No me cabe la menor duda de que existen momentos de la vida en los que uno siente que ha cambiado nuestra manera de percibir las cosas y al mismo tiempo nos embarga un sentimiento de añoranza por ciertos lugares que estuvieron ligados sentimentalmente a nuestras experiencias que corresponden a una época que a través de la magia inagotable del tiempo y los placeres de la memoria permanece incólume en el recuerdo.

Ese mismo estado de ánimo lo invade a uno cuando se entera de los planes que acarician la idea de hacer un relleno frente a las Bóvedas en el Casco Antiguo y la solución vial de un puente marino que la rodee.

Para mí, estos planes macabros apuntan a que el país se prepara para llevar a cabo un asesinato histórico y arrancar y liquidar la última página de ese maravilloso libro de nuestra historia donde pululan estandartes, pistolas, espadas, baúles con sueños aventureros, brújulas y timones, capitanes y adelantados españoles, atalayas y velámenes, y los navíos de los conquistadores en la búsqueda de oro, pavorreales, marfil y guacamayas y los sueños y las esperanzas de un mundo nuevo.

Siempre llevaré entre ceja y ceja lo que una vez dijo Gabriel García Márquez sobre la palabra pirata en el artículo Los piratas se volvieron locos: “Tal vez los piratas eran muy malas personas, salteadores de ciudades, incendiarios y ahorcadores de frailes, pero tenían una vocación cinematográfica que no se pueda recordar sin sentir un poco de nostalgia por aquellos tiempos en que las películas sucedían en la realidad”.

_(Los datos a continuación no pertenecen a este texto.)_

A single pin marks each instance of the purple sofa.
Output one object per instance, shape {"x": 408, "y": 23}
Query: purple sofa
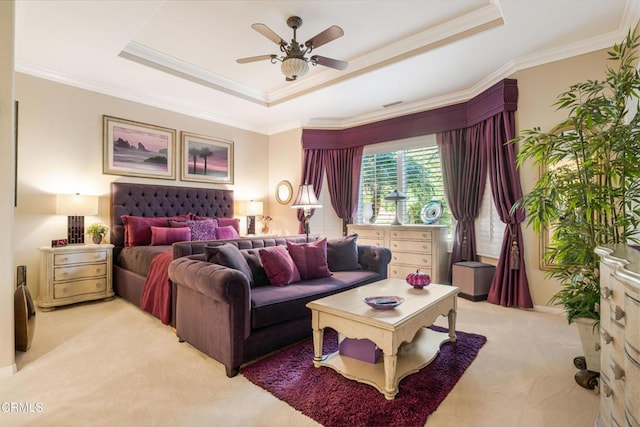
{"x": 220, "y": 312}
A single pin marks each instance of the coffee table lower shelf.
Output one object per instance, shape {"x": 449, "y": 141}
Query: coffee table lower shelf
{"x": 411, "y": 358}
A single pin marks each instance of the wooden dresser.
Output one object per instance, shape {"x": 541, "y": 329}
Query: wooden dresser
{"x": 73, "y": 274}
{"x": 412, "y": 247}
{"x": 619, "y": 336}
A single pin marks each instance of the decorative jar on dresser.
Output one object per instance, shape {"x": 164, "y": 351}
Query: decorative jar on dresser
{"x": 74, "y": 273}
{"x": 619, "y": 336}
{"x": 413, "y": 247}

William 0spina escribió en uno de sus ensayos que “hay verdades muy profundas guardadas en la arbitraria fantasía de los poetas, pues estos, por algún privilegio secreto, son los que saben las cosas sin saberlas y captan por un movimiento misterioso del espíritu los secretos del mundo”. Por eso decidí visitar la Avenida de los Poetas y les pedí con todo respeto su opinión sobre la fase 3 de la cinta costera, y me manifestaron su rotundo desacuerdo con el inicio de la cinta costera, y que esa acción no era más ni menos que una puñalada trapera y mezquina por la espalda e imperdonable para las futuras generaciones.

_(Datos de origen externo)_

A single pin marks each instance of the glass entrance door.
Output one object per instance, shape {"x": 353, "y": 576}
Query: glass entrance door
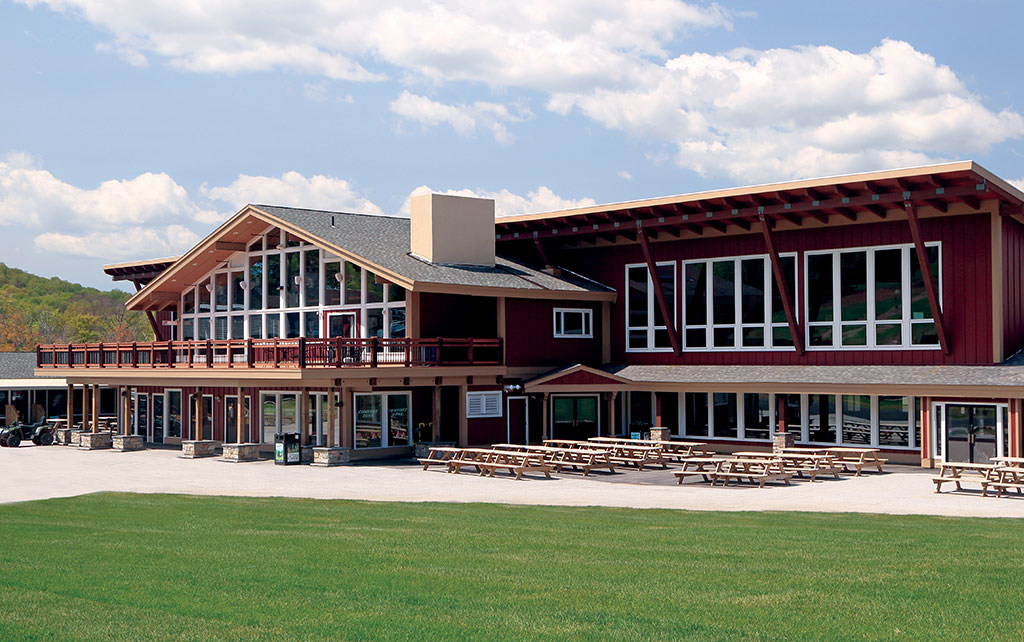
{"x": 158, "y": 419}
{"x": 972, "y": 433}
{"x": 344, "y": 325}
{"x": 573, "y": 418}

Guardaron un minuto de silencio por Facundo Cabral que nos dejó un mensaje de amor y felicidad en medio de las desventuras y las calamidades de este mundo. Recordé una noche en un bar pobre y humilde de la ciudad de Bogotá cuando canté una hermosa canción de Facundo en homenaje a su invalorable vida de cantor y poeta. Facundo nos dejó esta frase: “Si dejamos morir nuestros sueños seremos pobres, si los cuidamos y ponemos en práctica seremos ricos”.